After his retirement Stewart published three more books of sermons; the first, The Wind of the Spirit (1968), was dedicated to his former students. The note of Christian certainty that reverberates through these sixteen sermons reminds one of the words: “Thus saith the Lord.”
There is a wonderful sermon on “Why go to church?” based on Hebrews 12:22-25, in which he finds five things about the fellowship of worship in the church. It is a spiritual fellowship, a universal fellowship, an immortal fellowship, a divine fellowship, and a redeeming fellowship.

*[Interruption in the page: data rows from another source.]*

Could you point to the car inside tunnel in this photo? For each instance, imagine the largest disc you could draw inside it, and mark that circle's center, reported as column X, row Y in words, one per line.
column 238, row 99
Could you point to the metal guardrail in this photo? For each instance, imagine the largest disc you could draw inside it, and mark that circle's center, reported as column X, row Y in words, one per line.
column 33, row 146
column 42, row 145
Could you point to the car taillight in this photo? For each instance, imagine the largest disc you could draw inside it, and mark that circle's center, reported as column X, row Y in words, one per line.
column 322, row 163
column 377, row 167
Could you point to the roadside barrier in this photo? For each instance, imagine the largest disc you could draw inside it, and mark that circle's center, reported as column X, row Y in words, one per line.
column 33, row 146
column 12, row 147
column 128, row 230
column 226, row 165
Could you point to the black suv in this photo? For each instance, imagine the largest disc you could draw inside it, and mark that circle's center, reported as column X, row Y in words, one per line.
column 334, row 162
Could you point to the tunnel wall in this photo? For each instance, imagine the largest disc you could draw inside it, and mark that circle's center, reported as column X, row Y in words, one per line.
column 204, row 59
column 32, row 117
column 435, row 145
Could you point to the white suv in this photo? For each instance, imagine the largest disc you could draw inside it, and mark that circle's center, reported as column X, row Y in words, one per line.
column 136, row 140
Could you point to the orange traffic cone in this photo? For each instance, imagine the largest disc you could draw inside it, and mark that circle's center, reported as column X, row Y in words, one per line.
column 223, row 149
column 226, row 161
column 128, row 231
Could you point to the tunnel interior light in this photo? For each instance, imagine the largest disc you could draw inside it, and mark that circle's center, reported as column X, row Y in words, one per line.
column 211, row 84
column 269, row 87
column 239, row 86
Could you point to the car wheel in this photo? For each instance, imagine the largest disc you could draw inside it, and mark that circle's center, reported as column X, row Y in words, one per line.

Another memorable sermon is “The Strengthening Angel,” based on Luke 22:43. He addresses the question, In what form do the angels come today? 1) The strengthening angel is often some shining word out of the book of God. 2) Sometimes he is a fellow-creature. 3) Sometimes it is the Lord Himself. He gives many examples from Scripture and refers to Augustine, Bishop John Fisher, Francis Thompson, Matthew Arnold, Bunyan, Browning, George Eliot and Dr. John Duncan.
The other two books of sermons are River of Life (1972) and King For Ever (1975). They are full of gusto, full of intellectual grasp and application to present circumstance. In each of them the reader is conscious of the preacher’s deep-rooted exultancy in the Gospel he is declaring. They make us grateful to God for a preacher who combines so much of the wisdom of the scholar and the skill of an artist with the fervor of the evangelist.
In re-reading the last lecture in Heralds of God on “The Preacher’s Inner Life,” we find the secret of Stewart’s power as a preacher.
The true preacher, he says, must be a man utterly dedicated to his work, a man of prayer, a man marked by a great humility of heart, a man of authority, and a man on fire for Christ. This is a true portrait of Dr. Stewart.
The underlying message of his books is that preaching is costly or it is nothing. Sermon preparation is vain without self-preparation. The message cannot be separated from the man: its moral springs are in his own soul.